|Director||John Cameron Mitchell|
|Starring||Nicole Kidman, Aaron Eckhart, Sandra Oh, Dianne Wiest, Tammy Blanchard, Miles Teller|
|Release||17 DEC (US) 4 FEB (UK) Certificate 12A|
I have no problem with a movie that tackles a difficult issue such as the loss of a young child, but the set-up does tend to feel a little aimless. It's less a linear narrative, more a series of fragments of Becca and Howie's lives. They'll try anything to take their minds off their tragedy - bowling, smoking pot, making unscheduled visits to work - but the truth can't be avoided, and it rarely feels like the movie progresses as a result.

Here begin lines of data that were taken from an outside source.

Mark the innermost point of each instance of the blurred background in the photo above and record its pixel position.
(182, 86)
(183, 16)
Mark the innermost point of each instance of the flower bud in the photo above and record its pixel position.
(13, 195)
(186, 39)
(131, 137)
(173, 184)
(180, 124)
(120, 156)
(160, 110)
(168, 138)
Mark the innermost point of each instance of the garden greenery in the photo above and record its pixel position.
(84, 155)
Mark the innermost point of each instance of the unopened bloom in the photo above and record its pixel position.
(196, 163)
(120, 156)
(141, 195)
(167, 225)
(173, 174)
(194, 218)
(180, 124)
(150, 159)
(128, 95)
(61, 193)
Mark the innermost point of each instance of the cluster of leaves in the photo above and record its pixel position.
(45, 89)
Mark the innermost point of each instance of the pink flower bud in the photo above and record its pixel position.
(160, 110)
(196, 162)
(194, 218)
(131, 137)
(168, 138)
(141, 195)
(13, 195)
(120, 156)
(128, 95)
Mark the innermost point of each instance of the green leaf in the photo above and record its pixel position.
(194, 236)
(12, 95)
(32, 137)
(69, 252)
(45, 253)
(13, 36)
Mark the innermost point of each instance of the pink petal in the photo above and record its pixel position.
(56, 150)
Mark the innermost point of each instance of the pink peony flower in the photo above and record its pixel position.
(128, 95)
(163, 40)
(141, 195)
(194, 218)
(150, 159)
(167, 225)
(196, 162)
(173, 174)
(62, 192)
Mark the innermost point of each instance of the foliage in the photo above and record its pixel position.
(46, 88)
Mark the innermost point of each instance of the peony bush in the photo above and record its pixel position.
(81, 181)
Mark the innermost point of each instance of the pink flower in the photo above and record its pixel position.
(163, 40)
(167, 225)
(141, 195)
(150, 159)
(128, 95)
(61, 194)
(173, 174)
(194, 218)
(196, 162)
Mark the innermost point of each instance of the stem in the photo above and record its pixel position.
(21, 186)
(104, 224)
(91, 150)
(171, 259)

Kidman and Eckhart are both mightily impressive, and both nail the award-baiting opportunities to a) fly off the handle and become super-aggressive, and b) break down in moments of emotional introspection. Rabbit Hole feels like a showcase for its A-list cast to flex their theatrical muscles; it's a delicate glass cabinet of a movie that's meant to be placed on a shelf and admired from afar but never really touched.
The supporting cast warm the mood a little; Dianne Wiest is great and receives the brunt of daughter Becca's barbs, while Sandra Oh is superb as a fellow griefer somewhat closer to the light at the end of the tunnel than the central couple. Young newcomer Miles Teller plays perhaps the most complex part - that of the driver who accidentally killed poor Danny - and carries it off with awkward ease; his curious relationship with Kidman is one of the movie's high points.
Rabbit Hole is hardly what you'd call a date movie, and it's difficult to see what kind of audiences it'd appeal to outside of awards season chin-strokers. It's well-written and boasts two brilliant performances but ultimately, The Grief Olympics proves almost too exhausting to keep up with. Still, it's got a brilliant poster - although you'd have to be a complete and utter sadist to put it on your wall.